The second team he built as manager at Man Utd was his most famous, nicknamed the “Busby Babes” for their youth and precocious talent. The team was also largely developed ‘in-house’ through United’s youth programme, rather than put together with players bought in from other clubs. The team, which won consecutive league championships in the 1955/56 and 1956/57 seasons, had an average age of just 21 and 22 for those respective seasons.

But tragedy struck in February 1958 when seven of the Busby Babes, along with three club staff, died when the plane they were travelling in crashed attempting to take off from a slush-covered runway at Munich Airport. Another player, Duncan Edwards, died in hospital 15 days after the Munich Air Disaster, which in total claimed 20 lives.

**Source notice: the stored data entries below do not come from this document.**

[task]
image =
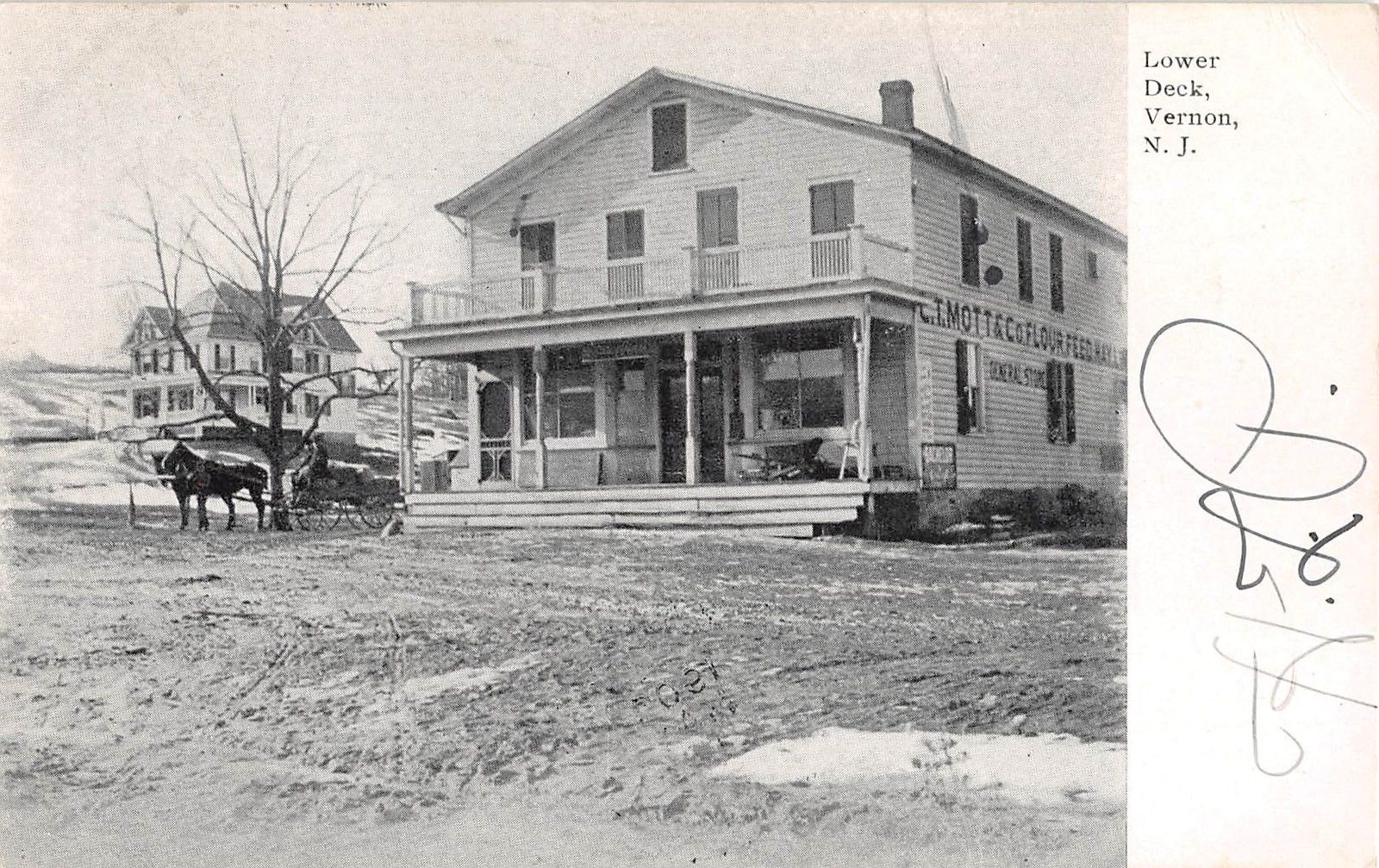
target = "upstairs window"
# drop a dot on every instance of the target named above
(717, 218)
(627, 234)
(538, 246)
(1055, 272)
(668, 137)
(1062, 427)
(1025, 257)
(970, 397)
(831, 207)
(969, 232)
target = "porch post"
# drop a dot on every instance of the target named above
(404, 422)
(538, 367)
(864, 349)
(691, 348)
(515, 415)
(475, 425)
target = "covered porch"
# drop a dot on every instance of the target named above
(783, 415)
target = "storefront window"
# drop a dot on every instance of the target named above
(802, 378)
(570, 399)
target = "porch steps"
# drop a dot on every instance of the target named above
(786, 509)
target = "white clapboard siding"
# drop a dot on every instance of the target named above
(770, 159)
(1014, 450)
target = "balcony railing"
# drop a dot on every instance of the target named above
(824, 259)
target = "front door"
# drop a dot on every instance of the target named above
(672, 383)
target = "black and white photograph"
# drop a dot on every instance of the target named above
(567, 434)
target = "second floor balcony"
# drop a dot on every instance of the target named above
(854, 254)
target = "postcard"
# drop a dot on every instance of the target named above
(689, 434)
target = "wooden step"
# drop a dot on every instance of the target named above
(755, 521)
(675, 505)
(643, 493)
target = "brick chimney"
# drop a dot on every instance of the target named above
(898, 105)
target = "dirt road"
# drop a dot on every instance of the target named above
(535, 697)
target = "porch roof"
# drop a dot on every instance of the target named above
(717, 312)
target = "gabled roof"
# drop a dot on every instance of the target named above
(231, 307)
(545, 152)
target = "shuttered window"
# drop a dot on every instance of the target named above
(717, 218)
(1062, 415)
(1055, 272)
(831, 207)
(538, 246)
(627, 234)
(668, 137)
(1025, 255)
(970, 399)
(969, 231)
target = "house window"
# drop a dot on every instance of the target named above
(570, 399)
(1055, 272)
(147, 403)
(1061, 408)
(538, 246)
(1025, 257)
(802, 376)
(183, 397)
(970, 234)
(971, 401)
(668, 137)
(831, 207)
(627, 234)
(717, 218)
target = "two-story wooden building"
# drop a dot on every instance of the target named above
(690, 278)
(165, 394)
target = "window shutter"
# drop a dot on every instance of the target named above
(1069, 408)
(728, 217)
(841, 204)
(708, 220)
(634, 234)
(821, 209)
(964, 411)
(1052, 384)
(617, 236)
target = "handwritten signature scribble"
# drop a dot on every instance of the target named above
(1213, 427)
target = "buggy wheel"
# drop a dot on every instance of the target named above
(376, 509)
(317, 516)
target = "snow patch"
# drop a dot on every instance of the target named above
(1040, 769)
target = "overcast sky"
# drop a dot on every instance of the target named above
(425, 100)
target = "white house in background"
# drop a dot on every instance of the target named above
(165, 390)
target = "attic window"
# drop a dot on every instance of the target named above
(668, 137)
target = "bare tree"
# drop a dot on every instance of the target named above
(291, 243)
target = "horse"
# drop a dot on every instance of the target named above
(200, 477)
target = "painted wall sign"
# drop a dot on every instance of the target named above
(1020, 374)
(986, 323)
(939, 465)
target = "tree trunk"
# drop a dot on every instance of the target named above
(278, 500)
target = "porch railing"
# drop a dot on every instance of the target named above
(825, 259)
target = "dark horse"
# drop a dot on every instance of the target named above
(204, 478)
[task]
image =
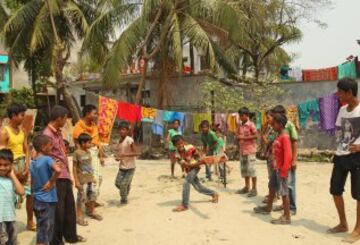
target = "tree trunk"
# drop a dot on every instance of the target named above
(138, 96)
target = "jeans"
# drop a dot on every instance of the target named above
(192, 179)
(45, 219)
(292, 189)
(123, 182)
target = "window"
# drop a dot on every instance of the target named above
(2, 72)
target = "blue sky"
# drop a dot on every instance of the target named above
(331, 46)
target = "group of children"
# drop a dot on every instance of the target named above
(51, 181)
(279, 139)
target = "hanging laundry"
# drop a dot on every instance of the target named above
(198, 118)
(296, 74)
(329, 108)
(220, 122)
(347, 69)
(158, 125)
(129, 112)
(293, 115)
(168, 116)
(307, 109)
(108, 109)
(148, 114)
(233, 122)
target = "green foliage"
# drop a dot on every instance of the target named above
(23, 96)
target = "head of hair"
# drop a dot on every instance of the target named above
(279, 109)
(83, 138)
(6, 154)
(58, 112)
(205, 123)
(124, 125)
(176, 139)
(176, 120)
(281, 119)
(15, 109)
(88, 109)
(244, 111)
(347, 84)
(39, 141)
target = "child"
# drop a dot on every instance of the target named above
(44, 172)
(210, 142)
(84, 180)
(9, 185)
(188, 157)
(172, 150)
(247, 135)
(126, 154)
(282, 156)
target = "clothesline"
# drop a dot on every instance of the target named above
(322, 110)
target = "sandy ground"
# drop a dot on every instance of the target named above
(148, 219)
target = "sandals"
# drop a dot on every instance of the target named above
(243, 191)
(262, 210)
(180, 208)
(96, 216)
(82, 222)
(281, 221)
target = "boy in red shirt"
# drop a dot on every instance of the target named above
(282, 156)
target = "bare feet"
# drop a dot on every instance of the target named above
(215, 198)
(338, 229)
(354, 237)
(180, 208)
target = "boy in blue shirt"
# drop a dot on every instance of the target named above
(9, 185)
(44, 172)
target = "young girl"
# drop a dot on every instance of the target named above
(282, 156)
(126, 154)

The team was returning from a European Cup match in Yugoslavia when the accident happened after stopping to refuel in Munich and taking off again in poor weather.

Sir Matt himself nearly died in the crash, suffering multiple serious injuries and twice given the last rites while in hospital. He remained there for nine weeks and afterwards considered quitting as manager because he felt guilt over the crash, having pushed for Man Utd to compete in the European Cup. He was talked round by his wife, Jean, who persuaded him the best way to honour those players who lost their lives was to rebuild the team and take it to further glories.

He did just that, building a third successful squad around Munich survivors, including Bobby Charlton Harry Gregg and Bill Foulkes, and with new players brought in, including Denis Law and George Best. It was this team which won his second FA Cup, in 1963, and were league champions in 1965 and 1967 and runners-up to Man City in 1968.

Arguably the greatest success of Sir Matt’s managerial career came in May 1968 when his squad won the coveted European Cup. After his knighthood the following month and with little left to achieve in the game, few commentators were surprised when he announced his decision to retire, though hundreds of thousands of fans were saddened by the news.

His replacement, former United player turned coach Wilf McGuinness, lasted just 18 months in the job and was followed by Frank O’Farrell, who fared little better. It was left to another Scot, Tommy Docherty, to restore some order at the club between 1972 and ‘’77, but it wasn’t until the tenure of yet another Scottish player-turned-manager, Sir Alex Ferguson, that Man Utd returned to, and ultimately superseded, the heights of the Busby era.

After retiring as manager, Sir Matt remained at the club as a director for 11 years before being made president in 1980. A testimonial match was played for him in 1991 at Old Trafford ­– the ground which his success rebuilt after the war –­ and he died, aged 84, in January 1994. A statue of Sir Matt Busby stands in front of Old Trafford stadium, where he is remembered as a legend of the club and the game itself.